The Company has not authorized any offer to the public of securities in any Member State of the European Economic Area other than Finland and Sweden. With respect to each Member State of the European Economic Area other than Finland and Sweden and which has implemented the Prospectus Directive (each, a “Relevant Member State”), no action has been undertaken or will be undertaken to make an offer to the public of securities requiring publication of a prospectus in any Relevant Member State. As a result, the securities may only be offered in Relevant Member States (a) to any legal entity which is a qualified investor as defined in the Prospectus Directive; or (b) in any other circumstances falling within Article 3(2) of the Prospectus Directive. For the purposes of this paragraph, the expression an “offer of securities to the public” means the communication in any form and by any means of sufficient information on the terms of the offer and the securities to be offered so as to enable an investor to decide to exercise, purchase or subscribe the securities, as the same may be varied in that Member State by any measure implementing the Prospectus Directive in that Member State and the expression “Prospectus Directive” means Directive 2003/71/EC (and amendments thereto, including the 2010 PD Amending Directive, to the extent implemented in the Relevant Member State), and includes any relevant implementing measure in the Relevant Member State and the expression “2010 PD Amending Directive” means Directive 2010/73/EU.

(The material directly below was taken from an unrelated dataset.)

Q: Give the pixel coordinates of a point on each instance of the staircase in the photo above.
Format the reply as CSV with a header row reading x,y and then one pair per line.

This communication is directed only at (i) persons who are outside the United Kingdom or (ii) persons who have professional experience in matters relating to investments falling within Article 19(5) of the Financial Services and Markets Act 2000 (Financial Promotion) Order 2005 (the “Order”) or (iii) high net worth entities, and other persons to whom it may lawfully be communicated, falling within Article 49(2) of the Order (all such persons together being referred to as “relevant persons”). Any investment activity to which this communication relates will only be available to and will only be engaged with, relevant persons. Any person who is not a relevant person should not act or rely on this document or any of its contents.